Job creation did slow in September, but many economists say that reflects a persistent shortage of workers. The share of Americans working or seeking work declined to 61.6 % in September from 61.7 % in August and remains well below February 2020 levels.

“Employers are trying to figure out how to attract job seekers, and it’s challenging,” said AnnElizabeth Konkel, an economist at job site Indeed.

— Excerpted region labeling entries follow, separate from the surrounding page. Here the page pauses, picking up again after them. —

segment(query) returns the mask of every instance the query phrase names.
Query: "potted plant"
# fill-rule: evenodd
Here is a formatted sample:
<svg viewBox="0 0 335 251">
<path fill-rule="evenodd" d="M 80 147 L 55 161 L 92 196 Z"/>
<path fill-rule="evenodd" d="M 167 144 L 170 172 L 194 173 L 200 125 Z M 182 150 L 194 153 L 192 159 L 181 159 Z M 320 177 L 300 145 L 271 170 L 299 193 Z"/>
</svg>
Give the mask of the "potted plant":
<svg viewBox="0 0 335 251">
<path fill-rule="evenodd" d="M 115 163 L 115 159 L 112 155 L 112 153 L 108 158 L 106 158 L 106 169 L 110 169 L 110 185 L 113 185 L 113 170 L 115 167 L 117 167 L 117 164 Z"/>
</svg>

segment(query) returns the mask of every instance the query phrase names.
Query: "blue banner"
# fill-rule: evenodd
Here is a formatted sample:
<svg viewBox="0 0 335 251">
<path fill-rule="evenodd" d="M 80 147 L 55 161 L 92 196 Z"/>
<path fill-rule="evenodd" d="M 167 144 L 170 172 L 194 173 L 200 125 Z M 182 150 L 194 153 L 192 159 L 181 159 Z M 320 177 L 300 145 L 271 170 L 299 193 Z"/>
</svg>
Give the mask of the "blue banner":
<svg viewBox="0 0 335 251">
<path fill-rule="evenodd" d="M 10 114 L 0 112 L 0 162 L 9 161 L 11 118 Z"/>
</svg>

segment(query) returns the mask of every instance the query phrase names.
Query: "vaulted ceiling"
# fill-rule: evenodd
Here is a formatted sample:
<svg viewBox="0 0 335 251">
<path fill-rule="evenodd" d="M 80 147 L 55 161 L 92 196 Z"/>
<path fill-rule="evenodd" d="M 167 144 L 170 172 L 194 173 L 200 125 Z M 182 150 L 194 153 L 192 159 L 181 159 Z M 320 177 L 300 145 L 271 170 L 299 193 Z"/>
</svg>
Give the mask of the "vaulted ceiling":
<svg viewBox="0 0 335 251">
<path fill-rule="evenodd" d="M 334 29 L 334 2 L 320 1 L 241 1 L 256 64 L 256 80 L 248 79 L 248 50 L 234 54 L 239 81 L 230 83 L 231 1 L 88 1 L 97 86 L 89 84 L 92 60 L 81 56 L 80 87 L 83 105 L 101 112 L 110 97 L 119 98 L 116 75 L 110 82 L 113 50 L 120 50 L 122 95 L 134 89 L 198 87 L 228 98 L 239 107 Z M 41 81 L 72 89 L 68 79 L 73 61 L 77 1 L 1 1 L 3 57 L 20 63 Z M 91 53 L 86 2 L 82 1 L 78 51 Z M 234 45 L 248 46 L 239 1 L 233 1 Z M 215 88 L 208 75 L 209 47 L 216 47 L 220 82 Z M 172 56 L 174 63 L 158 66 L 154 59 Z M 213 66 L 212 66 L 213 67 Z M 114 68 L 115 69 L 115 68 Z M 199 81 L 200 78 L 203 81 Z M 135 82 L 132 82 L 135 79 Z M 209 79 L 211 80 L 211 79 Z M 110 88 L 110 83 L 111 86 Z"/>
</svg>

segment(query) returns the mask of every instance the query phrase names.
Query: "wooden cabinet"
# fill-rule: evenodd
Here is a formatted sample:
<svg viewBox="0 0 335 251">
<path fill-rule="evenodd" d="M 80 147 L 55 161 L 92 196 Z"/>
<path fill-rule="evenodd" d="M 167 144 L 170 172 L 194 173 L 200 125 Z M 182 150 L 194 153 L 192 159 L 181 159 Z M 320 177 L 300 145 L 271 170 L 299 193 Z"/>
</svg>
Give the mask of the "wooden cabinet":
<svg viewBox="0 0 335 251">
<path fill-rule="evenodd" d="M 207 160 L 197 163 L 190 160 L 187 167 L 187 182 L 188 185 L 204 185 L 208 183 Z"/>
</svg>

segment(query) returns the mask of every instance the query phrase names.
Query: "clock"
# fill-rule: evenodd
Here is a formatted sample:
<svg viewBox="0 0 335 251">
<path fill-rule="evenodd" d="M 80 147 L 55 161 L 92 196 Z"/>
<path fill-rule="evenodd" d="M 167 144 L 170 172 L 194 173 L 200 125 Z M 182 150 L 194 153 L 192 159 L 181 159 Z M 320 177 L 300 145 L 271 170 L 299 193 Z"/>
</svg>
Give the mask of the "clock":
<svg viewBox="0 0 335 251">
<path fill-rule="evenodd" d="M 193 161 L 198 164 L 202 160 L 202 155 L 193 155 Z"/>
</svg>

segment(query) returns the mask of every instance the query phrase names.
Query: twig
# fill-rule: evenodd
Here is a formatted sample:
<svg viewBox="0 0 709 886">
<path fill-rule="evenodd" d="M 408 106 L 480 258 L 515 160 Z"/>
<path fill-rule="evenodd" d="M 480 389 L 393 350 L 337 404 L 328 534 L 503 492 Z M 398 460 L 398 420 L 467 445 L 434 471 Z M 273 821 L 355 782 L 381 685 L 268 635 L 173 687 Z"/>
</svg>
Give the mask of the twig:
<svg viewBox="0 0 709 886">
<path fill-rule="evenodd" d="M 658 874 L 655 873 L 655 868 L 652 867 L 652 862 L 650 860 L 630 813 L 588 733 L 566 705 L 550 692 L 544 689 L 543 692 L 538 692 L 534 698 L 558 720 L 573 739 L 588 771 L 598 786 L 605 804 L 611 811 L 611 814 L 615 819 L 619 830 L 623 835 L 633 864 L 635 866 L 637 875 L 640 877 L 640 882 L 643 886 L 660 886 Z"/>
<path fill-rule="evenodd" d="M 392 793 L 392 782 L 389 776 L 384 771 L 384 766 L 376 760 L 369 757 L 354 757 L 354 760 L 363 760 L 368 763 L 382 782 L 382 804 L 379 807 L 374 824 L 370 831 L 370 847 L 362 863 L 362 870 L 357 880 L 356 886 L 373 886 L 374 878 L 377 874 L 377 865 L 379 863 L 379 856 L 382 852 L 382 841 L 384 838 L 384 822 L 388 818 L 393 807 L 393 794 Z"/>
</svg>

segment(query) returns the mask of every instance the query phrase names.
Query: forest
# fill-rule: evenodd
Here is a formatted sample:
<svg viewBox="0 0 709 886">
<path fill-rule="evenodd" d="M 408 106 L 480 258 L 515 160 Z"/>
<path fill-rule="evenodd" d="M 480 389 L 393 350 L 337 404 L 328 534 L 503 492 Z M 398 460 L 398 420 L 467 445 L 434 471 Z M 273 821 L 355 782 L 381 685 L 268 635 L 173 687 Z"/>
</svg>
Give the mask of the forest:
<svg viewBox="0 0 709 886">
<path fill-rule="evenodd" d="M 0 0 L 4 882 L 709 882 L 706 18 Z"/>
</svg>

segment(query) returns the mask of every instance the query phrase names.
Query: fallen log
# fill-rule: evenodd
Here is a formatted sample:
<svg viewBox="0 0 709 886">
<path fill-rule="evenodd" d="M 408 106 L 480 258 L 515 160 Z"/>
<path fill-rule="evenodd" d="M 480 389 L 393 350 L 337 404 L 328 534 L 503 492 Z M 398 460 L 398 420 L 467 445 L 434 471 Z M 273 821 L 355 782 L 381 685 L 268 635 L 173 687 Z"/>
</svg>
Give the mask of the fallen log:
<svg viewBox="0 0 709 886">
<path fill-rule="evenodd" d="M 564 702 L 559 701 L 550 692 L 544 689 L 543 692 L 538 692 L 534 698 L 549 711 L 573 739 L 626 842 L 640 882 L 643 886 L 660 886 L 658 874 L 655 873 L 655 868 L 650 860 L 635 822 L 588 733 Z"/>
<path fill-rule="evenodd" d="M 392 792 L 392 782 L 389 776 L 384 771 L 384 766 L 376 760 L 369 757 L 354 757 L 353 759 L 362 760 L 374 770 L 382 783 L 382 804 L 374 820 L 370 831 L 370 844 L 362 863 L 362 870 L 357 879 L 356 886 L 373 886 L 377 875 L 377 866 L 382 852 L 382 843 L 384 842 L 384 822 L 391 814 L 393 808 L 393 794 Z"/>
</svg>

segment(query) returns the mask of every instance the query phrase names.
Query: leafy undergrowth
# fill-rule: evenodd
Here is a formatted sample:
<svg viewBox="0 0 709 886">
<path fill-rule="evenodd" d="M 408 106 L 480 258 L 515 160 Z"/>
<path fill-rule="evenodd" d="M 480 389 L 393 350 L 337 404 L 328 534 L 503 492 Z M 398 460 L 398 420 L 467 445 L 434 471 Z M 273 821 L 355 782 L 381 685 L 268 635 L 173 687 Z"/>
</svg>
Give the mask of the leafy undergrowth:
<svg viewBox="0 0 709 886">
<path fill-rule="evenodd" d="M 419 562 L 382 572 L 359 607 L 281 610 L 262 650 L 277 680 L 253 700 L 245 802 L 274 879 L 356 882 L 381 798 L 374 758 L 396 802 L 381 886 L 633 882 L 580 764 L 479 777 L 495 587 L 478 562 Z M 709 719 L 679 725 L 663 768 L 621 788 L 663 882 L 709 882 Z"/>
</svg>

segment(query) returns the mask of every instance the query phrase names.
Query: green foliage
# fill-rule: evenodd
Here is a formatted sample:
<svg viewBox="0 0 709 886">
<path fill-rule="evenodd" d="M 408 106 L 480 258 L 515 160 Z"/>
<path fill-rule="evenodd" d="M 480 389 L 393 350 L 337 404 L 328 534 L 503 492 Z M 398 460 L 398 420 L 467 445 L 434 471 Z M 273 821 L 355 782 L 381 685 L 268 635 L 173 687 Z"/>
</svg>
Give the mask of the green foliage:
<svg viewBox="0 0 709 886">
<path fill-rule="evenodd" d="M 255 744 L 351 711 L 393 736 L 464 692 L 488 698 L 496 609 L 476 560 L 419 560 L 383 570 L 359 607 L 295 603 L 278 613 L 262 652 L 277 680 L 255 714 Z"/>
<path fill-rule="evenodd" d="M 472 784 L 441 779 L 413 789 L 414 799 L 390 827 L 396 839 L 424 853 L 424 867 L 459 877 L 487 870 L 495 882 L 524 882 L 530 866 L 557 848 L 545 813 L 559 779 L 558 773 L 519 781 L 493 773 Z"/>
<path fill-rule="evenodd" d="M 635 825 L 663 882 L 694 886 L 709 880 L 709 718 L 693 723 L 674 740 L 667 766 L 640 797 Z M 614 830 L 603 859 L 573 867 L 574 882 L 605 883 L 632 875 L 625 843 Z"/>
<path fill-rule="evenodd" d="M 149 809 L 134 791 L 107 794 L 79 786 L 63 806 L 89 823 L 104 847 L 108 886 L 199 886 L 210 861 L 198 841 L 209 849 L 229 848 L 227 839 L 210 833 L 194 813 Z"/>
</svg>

Many economists expect worker shortages to persist as long-term shifts, including accelerating retirements, keep workers from seeking jobs. Some, though, think labour shortages will ease this fall due to an abating pandemic, school reopenings and expiring unemployment benefits.

The number of Americans receiving unemployment benefits overall is shrinking after programs created to respond to the pandemic’s effect on the labour market ended in all states last month.

One of those programs provided payments to gig workers and others typically not eligible to tap unemployment insurance. Another extended payments to people who had exhausted state benefits. In addition, the federal government funded a USD 300 a week enhancement for all unemployment programmes.

Continuing claims, a proxy for those receiving payments, made to pandemic programs and all others fell to about 3.65 million in late September from about 12 million in late August, before the pandemic aid expired nationwide. That data isn’t seasonally adjusted and reported on a several week delay.

Some states have continued to process continuing pandemic claims in the weeks after programs ended, likely reflecting a remaining backlog in payments.